What’s harder? Rugby or Fatherhood?
England rugby star Courtney Lawes talks to us about the challenges at home and on the pitch. Which is harder? Well, guess...
Courtney Lawes is one of the hardest hitters that the England rugby Lions have seen. And yet, if you think putting his body on the line in such a manner is tough…well, it ain’t nothing compared to the challenges he faces at home! With four children, including twins, he is a man with his hands full at work and home. Most importantly, of course, is that Courtney is showing off the kind of interest and engagement with his family that makes him a far greater role model than any impenetrable tough guy. We managed to grab a quick word with him as part of his work with Dove Men+Care, who’s recent report with Promundo on the State of the World’s Fathers was particularly admired by us here at BOM. Now over to Courtney…
So what is tougher, being a father or being a rugby player?
I think being a father is tougher than being a rugby player in many ways. They’re both tough things to be doing, but fatherhood is more important, so tougher in that sense.
What’s the most challenging part of being a dad?
The most challenging part of being a dad is having patience. You often run out of patience especially when you’re tired, and a child won’t stop screaming. You have to remember there’s always a reason why they’re doing it, and they’re not doing it just to get on your nerves! So you have to stay patient with them and make sure you put them wholeheartedly first – but that’s not as easy as you think!

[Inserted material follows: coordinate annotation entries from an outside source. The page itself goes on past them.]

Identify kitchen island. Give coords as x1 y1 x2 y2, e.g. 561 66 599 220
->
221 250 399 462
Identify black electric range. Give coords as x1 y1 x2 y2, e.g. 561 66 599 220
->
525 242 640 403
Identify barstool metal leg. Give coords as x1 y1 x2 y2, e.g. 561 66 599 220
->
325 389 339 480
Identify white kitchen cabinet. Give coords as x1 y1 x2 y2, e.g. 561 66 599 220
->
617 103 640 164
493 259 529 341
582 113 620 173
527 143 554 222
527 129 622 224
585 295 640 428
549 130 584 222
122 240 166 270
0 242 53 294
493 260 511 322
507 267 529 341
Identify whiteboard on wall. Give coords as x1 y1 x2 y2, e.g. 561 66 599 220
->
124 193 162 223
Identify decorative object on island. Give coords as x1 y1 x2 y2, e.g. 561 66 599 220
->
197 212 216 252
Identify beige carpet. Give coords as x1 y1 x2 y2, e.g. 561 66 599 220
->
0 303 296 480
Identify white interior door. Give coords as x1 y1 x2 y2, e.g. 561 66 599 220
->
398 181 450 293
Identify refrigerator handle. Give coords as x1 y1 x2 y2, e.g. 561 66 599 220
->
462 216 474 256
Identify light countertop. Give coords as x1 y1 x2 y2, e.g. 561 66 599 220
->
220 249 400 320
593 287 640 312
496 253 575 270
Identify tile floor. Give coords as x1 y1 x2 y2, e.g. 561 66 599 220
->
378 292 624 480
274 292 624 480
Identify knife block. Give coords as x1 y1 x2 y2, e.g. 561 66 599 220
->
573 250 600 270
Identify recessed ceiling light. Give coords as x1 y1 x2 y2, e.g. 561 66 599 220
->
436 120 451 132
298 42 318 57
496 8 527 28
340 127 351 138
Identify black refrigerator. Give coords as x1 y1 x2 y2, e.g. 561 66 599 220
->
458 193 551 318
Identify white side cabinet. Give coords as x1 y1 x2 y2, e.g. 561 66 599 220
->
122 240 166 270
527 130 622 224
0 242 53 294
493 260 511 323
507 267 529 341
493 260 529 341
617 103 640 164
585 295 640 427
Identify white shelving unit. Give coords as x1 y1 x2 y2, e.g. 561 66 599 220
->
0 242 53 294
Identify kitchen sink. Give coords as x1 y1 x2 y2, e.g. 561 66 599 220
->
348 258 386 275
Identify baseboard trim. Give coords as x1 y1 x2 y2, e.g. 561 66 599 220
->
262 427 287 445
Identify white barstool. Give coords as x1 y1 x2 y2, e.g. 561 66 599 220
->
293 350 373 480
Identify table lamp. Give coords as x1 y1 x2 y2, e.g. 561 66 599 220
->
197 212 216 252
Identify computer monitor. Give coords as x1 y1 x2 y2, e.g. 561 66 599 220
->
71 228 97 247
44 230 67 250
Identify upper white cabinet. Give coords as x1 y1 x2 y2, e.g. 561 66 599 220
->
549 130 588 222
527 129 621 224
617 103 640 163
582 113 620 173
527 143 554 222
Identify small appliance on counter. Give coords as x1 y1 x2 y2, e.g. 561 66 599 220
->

How do you manage both work and home?
Being a dad, and having 4 now, with the twins, it’s a big difference. The switch between work and home is hard. Not in a bad way, but you just have to work as hard at home now as you do at work. So it’s quite an interesting dynamic. It makes you more appreciate of what you do – we go to work, and work very hard, but we still get to run around and play rugby for a living. Then coming home you have to roll up your sleeves and do some real work!
How much pressure are you under on the pitch and in training?
There is a lot of pressure. I try and enjoy my rugby, but when you get a few niggles that’s when it gets a bit tough. Because you always want to feel good going into games. In terms of training, I feel like the fresher I am the better I can perform. Whereas there are some players who need to train all week, make sure they get everything worked on, and are firing that way, I’m the opposite. I don’t have to train extremely hard to play well, I pick up strategies really easily so I just have to make sure I’m feeling good and fresh.
Has your attitude changed since you’ve had kids?
I always wanted kids young. I saw players with young kids and they brought them to games and I always thought that was amazing. Such a good thing to be able to show your kids when they’re young and hopefully inspire them to become something themselves. So I did have kids young, and I love bringing them to games and at the end of the season we get to take them around the pitch and I think that’s so cool. I love that side of rugby. And we’re in a good position to have children, we earn enough money and we’re at home quite a lot so which is great.
But I think I have always played rugby for the same reason: because I love rugby, I love sport, and I’m a competitive guy. I also like playing on teams with my friends – I’ve always been the kind of man who enjoys playing for the guys around me, to put my body on the line for the lads. And to go out and win something with them and create memories like that.
What are your core beliefs about fatherhood?
Structure is very important to a child. Discipline in the right way, teaching the difference between right and wrong. Trying to set a good work ethic early on, even if it’s a reward system for helping out with jobs so they realise and recognise if they work hard they get nice things, and if they misbehave they don’t.
Is being a parent more difficult in the digital era with the demands of screen time?
It’s hard in that it’s not a good way to bring children up you don’t want them constantly on iPads. We restrict it. Maybe they can have it for an hour a night if they’re good. It’s a bit too easy to just give your kids an iPad and keep them entertained, I think it’s important to get your kids outside and make sure they are creative and adventurous, to stimulate them in that way.
Courtney was speaking on behalf of Dove Men + Care, who are doing brilliant work in supporting more positive images of fathers today.